28 We should also add that Section 240 of the Act makes no distinction between refund of tax or penalty paid and refund on other amount collected. The case of Respondent is totally off target because Petitioner is not claiming interest on interest which is due to Petitioner but what Petitioner has claimed is interest on amount which is paid by Petitioner as interest under Section 220(2) of the Act which forms part of refund due to Petitioner. The A.O. had wrongly demanded the amount of the interest under Section 220(2) of the Act.

29 Petitioner had paid interest of Rs.7,07,115/- on outstanding amount of penalty. On deletion of penalty, Petitioner became entitled to refund of amount of penalty paid by Petitioner as well as the interest thereon paid under Section 220(2) of the Act. The amount of interest paid by Petitioner under Section 220(2) of the Act, in our view, thus became part of refund envisaged under Section 240 of the Act.
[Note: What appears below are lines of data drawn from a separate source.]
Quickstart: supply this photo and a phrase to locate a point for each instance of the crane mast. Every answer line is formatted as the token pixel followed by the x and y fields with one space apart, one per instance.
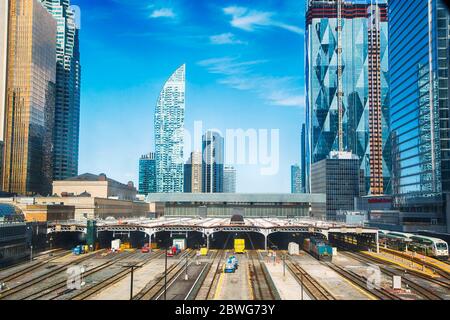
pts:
pixel 340 93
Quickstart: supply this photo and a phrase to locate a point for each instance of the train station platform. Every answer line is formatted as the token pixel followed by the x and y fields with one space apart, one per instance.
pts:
pixel 419 258
pixel 403 262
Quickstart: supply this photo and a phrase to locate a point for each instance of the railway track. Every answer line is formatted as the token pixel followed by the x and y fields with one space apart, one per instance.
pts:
pixel 53 291
pixel 31 268
pixel 11 291
pixel 155 289
pixel 361 282
pixel 89 292
pixel 259 279
pixel 206 291
pixel 24 261
pixel 421 290
pixel 444 274
pixel 314 289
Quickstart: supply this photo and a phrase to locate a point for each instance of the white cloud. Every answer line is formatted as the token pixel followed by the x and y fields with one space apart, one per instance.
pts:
pixel 163 13
pixel 239 75
pixel 249 20
pixel 225 38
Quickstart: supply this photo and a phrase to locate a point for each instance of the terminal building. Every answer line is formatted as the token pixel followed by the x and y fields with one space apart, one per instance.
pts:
pixel 223 205
pixel 96 186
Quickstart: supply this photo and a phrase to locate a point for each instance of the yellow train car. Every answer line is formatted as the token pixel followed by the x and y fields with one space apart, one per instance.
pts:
pixel 239 246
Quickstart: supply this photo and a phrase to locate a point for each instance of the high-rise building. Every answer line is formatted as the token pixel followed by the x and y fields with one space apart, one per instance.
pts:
pixel 348 86
pixel 213 162
pixel 229 179
pixel 419 62
pixel 296 179
pixel 147 174
pixel 338 177
pixel 303 159
pixel 4 10
pixel 169 133
pixel 30 106
pixel 193 173
pixel 68 76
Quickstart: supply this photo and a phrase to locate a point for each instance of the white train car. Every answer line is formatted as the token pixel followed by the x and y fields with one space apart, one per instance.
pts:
pixel 429 246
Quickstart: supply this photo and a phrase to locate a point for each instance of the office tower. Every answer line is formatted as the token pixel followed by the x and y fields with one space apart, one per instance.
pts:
pixel 147 174
pixel 28 156
pixel 193 173
pixel 348 86
pixel 303 159
pixel 338 177
pixel 169 134
pixel 67 105
pixel 419 52
pixel 3 67
pixel 229 179
pixel 213 162
pixel 296 179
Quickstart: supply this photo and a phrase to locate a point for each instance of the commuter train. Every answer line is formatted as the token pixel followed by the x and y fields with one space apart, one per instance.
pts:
pixel 319 249
pixel 429 246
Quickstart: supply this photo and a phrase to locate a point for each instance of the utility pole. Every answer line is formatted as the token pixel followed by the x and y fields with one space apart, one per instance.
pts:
pixel 301 280
pixel 165 277
pixel 132 266
pixel 186 276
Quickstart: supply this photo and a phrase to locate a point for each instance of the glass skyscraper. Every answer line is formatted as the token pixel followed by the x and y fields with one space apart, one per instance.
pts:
pixel 4 10
pixel 213 162
pixel 419 62
pixel 348 87
pixel 30 105
pixel 147 174
pixel 296 179
pixel 67 105
pixel 229 179
pixel 169 134
pixel 193 173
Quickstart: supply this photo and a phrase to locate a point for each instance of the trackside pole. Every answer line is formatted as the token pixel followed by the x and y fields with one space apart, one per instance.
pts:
pixel 377 239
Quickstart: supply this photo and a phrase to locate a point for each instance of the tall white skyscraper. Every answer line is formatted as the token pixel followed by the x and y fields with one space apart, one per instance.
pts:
pixel 3 64
pixel 169 133
pixel 229 179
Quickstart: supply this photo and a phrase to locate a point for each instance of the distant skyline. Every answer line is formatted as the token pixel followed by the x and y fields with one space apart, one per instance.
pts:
pixel 244 68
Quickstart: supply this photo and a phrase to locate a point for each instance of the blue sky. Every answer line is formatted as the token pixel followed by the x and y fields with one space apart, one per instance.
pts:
pixel 245 69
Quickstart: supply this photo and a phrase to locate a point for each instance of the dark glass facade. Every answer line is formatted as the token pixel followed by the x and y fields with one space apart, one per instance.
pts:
pixel 67 97
pixel 147 174
pixel 339 178
pixel 30 106
pixel 347 85
pixel 419 66
pixel 213 162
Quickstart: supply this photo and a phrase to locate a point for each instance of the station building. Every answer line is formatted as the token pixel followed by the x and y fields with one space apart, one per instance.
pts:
pixel 96 186
pixel 13 235
pixel 223 205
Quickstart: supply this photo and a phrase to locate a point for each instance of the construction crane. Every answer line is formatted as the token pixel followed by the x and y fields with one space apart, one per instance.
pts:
pixel 340 93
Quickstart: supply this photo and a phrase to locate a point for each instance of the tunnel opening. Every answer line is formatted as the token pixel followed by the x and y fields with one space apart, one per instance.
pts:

Therefore, Petitioner is entitled to interest on the said amount under the provisions of Section 244(1A) of the Act.

30 In the circumstances, in our view, the Rule that was granted on 14th January 2005 has to be made absolute in terms of prayer clauses S.R.JOSHI 17 of 18 (a) and (b) which read as under:- “(a) that this Hon’ble Court may be pleased to issue a writ of Certiorari or a Writ in the nature of Certiorari or any other appropriate Writ, Order or Direction under Article 226 of the Constitution of India, calling for the records of the Petitioner’s case insofar as they relate to the impugned order dated 30- 04-2004 passed under section 264 of the Act being Exhibit “G” hereto, and, after going through the same and examining the question of the legality thereof, to quash, cancel and set aside the same; (b) that this Hon’ble Court may also be pleased to issue a Writ of Mandamus or a Writ in the nature of Mandamus or any other appropriate Writ, Order or Direction under Article 226 of the Constitution of India, ordering and directing Respondent No.1 to grant interest on refund to the Petitioner under Section 244 of the Act instead of 244A of the Act and also to grant interest on the refund of amount of interest recovered under section 220(2) of the Act.”

31 The concerned A.O. shall within eight weeks from the date this Judgment is uploaded, give effect to this order and Judgment by calculating the refund and pass refund order.